Flags of Our Fathers Review
In the first part of Clint Eastwood's double bill we learn that war is hell. Indeed, many other films and numerous other filmmakers, writers and politicians have been spreading that happy sentiment for generations – but at least Eastwood has tried to offer a more layered portrayal of war and its consequences. Flags of Our Fathers, the first part of Eastwood's opus that focuses on the events on the island of Iwo Jima during the Second World War, is filmed with a pro-American standpoint and focuses – briefly – on the enduring hell of the battlefield whilst cutting away, across thousands of miles, to depict the way of life back in the United States.

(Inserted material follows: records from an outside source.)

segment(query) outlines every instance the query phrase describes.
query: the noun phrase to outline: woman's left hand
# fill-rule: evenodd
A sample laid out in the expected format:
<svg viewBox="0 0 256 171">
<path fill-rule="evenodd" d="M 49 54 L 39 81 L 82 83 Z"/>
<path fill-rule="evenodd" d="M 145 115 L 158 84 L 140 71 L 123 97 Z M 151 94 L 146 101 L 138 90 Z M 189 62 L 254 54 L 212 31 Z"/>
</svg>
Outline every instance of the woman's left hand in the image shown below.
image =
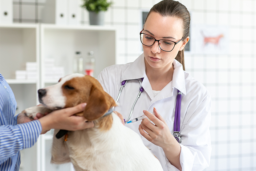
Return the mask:
<svg viewBox="0 0 256 171">
<path fill-rule="evenodd" d="M 174 137 L 165 121 L 154 108 L 153 112 L 155 113 L 155 116 L 146 110 L 143 111 L 144 114 L 155 125 L 147 119 L 144 119 L 139 126 L 139 132 L 145 138 L 155 145 L 163 149 L 168 148 L 172 142 L 174 143 Z"/>
</svg>

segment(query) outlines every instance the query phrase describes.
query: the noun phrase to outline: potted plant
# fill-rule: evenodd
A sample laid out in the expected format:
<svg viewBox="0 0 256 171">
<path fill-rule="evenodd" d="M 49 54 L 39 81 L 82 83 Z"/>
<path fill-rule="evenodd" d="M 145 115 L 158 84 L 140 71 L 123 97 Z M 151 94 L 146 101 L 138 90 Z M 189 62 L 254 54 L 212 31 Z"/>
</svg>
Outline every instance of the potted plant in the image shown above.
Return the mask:
<svg viewBox="0 0 256 171">
<path fill-rule="evenodd" d="M 103 25 L 104 12 L 112 4 L 112 2 L 107 2 L 107 0 L 83 0 L 82 7 L 89 11 L 90 24 Z"/>
</svg>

Propaganda, such a vital tool that Dr Goebbels created a Nazi ministry just for its propagation, is shown to be the foundations of not just the German and Japanese war effort, but also that of the Americans'. We witness young soldiers taken away from the frontlines in order to promote themselves – and the U.S. Army – after a photograph of them raising the Stars and Stripes on Iwo Jima captures the hearts and minds of the American people. And, as the White House and DoD soon realised, millions of previously-disillusioned American taxpayers were suddenly prepared to invest in the war effort after finding the chance to project their own hopes and fears onto this blank canvas of brave American soldier fodder.
Eastwood, longtime acting legend and a relative newcomer to the world of substantive cinema, comes to this project fresh from critical and commercial success. His last film, Million Dollar Baby was a quiet, introspective picture that had its failings – most of them textual – but he still managed to find the narrative's voice and connect with its meaning. Here, with Flags of Our Fathers, many expected a compelling war film that would sweep the board come Oscar time. Much to my own disappointment, neither of those predictions came true.
You see, the greatest problem with this film is Paul Haggis. Haggis, an Oscar-winning screenwriter and Oscar-nominated director, burst onto the scene with the aforementioned Million Dollar Baby before producing the critically-divisive Crash in 2005. His screenwriting style is one of mawkish emotion and multi-layered plot strands which he desperately tries to tie up in a neat bow, and whilst this reviewer will happily confess to being suckered in by the guilty pleasure that was Crash, Flags of Our Fathers rams an already-obvious message down the viewer's throat whilst juggling so many balls in the air, they all come crashing down. By ducking and weaving across time periods and geographical locations, Eastwood cannot find the focal point of his story. Is it Ryan Phillippe, the Hollywood pretty boy who carries a weight of emotion and conscience on his shoulders? Or is it Adam Beach, the talented character actor who portrays a Native American and thus, according to the filmmakers' handbook, should be thrust centre stage as a chance for some "eye-opening" racial examination?
Indeed, the cast of characters is bulging and the narrative cannot find any common ground. Every element of the film is handled with the professionalism you have come to expect from Eastwood, but the film's heart, and the film's soul, seems to be missing. What makes me wonder is how this was achieved considering the potential of the source material.
Fortunately the film has some strong points. Eastwood's direction during the (limited) battle sequences is stunning, and whilst some might liken it to Spielberg's achievements from 1998's Saving Private Ryan (the comparison is quite valid), Eastwood manages to capture the intensity and barbarity of being fired on by an unknown enemy with skill and conviction. Similarly, the direction for the rest of the film is equally as impressive. In addition, the acting is largely excellent – especially from the relative newcomer Adam Beach – and the production design is gorgeous.
I haven't yet seen Letters from Iwo Jima, this film's Siamese twin. But, as the film's producers were so keen for each film to be viewed individually, I must review Flags of Our Fathers on its own merits. As it stands, I am grateful that a filmmaker has drawn attention to other aspects of the huge American war effort, but I just question whether film was an appropriate medium in which to tackle so many different issues. Television would have been far more suitable. Regardless of this criticism, I applaud the technical achievements of the filmmakers and the film does show moments of excellence; overall, however, Eastwood could have offered a whole lot more.
Released back in February, this single-disc edition precedes the forthcoming two-disc special edition in May. Devoid of any extras, the menus look good and work well. English and Spanish subtitles are provided for the hard of hearing.
Presented in 2.35:1 anamorphic widescreen, the image looks very good indeed. The mixture of washed-out colours and a deeper, more sumptuous palette for the scenes in America are reproduced without any problems. Clarity is good for the most part and only the odd moment of aliasing is present. Similarly, the 5.1 surround mix is excellent and it springs to life during the bombastic scenes on the beaches. There is also a 5.1 soundtrack in French.
None – but a two-disc edition is also available.
A significant misfire on the part of Clint Eastwood, Flags of Our Fathers is still worth a viewing. At times it is gripping, at others flaccid. Nevertheless, it's a different slice of war documentation and for that, I suppose, the filmmakers are to be credited. This disc, meanwhile, is very good technically but non-existent in the extra material stakes.